A first-of-its-kind drug, termed larotrectinib, which targets TRK fusions has been demonstrated to be effective in 93% of pediatric patients tested. The drug is the first to be granted FDA breakthrough therapy designation for patients with a specific fusion of two genes in the cancer cell, no matter what cancer type.
TRK fusions occur in many types of cancer and whilst only small percentages occur in common adult cancers, this fusion occurs frequently in some rare pediatric cancers – such as infantile fibrosarcoma, cellular congenital mesoblastic nephroma and papillary thyroid cancer.
“Every patient with a TRK fusion-positive solid tumor treated on this study had their tumor shrink. The nearly universal response rate seen with larotrectinib is unprecedented”, explained lead author Ted Laetsch from the Harold C. Simmons Comprehensive Cancer Center (TX, USA).

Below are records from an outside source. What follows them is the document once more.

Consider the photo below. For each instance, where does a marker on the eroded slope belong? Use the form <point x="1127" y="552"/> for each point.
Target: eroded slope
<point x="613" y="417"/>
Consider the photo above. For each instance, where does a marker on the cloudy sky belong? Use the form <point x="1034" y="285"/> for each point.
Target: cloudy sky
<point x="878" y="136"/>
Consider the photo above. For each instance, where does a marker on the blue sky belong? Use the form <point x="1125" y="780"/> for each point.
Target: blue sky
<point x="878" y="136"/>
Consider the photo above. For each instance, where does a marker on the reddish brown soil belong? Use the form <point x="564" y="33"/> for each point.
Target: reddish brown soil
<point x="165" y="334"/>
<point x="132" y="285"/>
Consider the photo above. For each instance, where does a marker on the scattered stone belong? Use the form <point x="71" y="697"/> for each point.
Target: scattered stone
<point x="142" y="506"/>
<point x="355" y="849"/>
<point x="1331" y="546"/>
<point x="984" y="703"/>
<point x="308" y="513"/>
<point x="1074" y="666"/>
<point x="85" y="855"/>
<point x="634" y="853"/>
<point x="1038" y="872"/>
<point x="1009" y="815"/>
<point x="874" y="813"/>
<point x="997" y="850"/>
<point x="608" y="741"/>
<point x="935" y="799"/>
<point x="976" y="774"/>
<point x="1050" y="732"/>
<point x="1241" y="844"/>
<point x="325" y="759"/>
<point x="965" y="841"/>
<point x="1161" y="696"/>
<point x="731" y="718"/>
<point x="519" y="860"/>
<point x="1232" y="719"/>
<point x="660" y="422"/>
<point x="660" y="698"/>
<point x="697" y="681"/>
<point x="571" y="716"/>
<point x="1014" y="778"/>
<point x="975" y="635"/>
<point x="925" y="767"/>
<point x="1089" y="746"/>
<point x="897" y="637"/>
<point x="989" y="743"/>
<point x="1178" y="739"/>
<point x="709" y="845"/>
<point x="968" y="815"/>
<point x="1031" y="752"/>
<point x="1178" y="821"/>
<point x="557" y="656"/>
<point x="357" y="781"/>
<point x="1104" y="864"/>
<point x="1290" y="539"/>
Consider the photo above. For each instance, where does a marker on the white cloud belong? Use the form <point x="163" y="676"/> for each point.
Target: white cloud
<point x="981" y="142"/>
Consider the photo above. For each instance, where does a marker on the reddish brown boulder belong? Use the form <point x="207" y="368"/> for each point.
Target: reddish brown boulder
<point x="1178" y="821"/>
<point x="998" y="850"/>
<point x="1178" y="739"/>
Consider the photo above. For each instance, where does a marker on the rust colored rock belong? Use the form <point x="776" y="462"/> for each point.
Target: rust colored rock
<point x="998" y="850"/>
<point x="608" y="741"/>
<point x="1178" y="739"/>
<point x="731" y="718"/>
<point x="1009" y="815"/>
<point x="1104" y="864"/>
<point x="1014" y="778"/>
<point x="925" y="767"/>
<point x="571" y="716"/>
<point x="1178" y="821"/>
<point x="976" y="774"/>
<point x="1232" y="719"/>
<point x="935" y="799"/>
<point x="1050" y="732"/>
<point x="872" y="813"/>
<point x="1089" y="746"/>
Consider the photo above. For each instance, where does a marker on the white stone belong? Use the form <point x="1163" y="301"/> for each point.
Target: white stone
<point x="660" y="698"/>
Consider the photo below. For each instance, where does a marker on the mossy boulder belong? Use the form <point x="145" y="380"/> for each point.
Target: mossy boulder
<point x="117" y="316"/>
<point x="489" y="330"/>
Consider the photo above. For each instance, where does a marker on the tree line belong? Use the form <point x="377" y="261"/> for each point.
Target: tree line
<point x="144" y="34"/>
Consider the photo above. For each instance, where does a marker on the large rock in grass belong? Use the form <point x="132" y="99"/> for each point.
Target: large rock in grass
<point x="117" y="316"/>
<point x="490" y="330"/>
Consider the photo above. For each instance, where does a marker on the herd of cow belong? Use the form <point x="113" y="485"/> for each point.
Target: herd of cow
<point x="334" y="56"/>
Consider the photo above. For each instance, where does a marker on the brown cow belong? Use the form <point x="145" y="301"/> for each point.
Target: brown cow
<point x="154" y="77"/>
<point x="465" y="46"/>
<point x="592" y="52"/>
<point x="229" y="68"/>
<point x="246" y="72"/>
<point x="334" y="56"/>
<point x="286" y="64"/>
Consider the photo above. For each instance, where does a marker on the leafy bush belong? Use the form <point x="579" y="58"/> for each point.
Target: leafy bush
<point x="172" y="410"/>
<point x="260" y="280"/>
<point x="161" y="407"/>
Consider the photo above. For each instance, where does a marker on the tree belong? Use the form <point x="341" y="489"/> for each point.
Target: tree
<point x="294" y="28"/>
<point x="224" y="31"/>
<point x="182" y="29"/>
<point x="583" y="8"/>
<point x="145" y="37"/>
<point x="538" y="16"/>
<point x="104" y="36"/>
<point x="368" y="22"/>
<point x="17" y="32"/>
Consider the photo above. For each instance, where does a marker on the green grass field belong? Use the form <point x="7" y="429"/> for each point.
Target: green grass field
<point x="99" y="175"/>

Importantly, the selectivity of larotrectinib meant that it did not cause the severe side effects associated with many traditional cancer treatments and none of the patients with TRK fusions needed to quit the study because of a drug-induced side effect.
Additionally, the team demonstrated that the response was long-lasting for most patients. “For some of the targeted drugs in the past, many patients responded initially, but then resistance developed quickly. To date, the response to this drug seems to be durable in most patients,” explained Laetsch.
The next step in the research is a clinical trial involving a similar drug for those patients who developed resistance.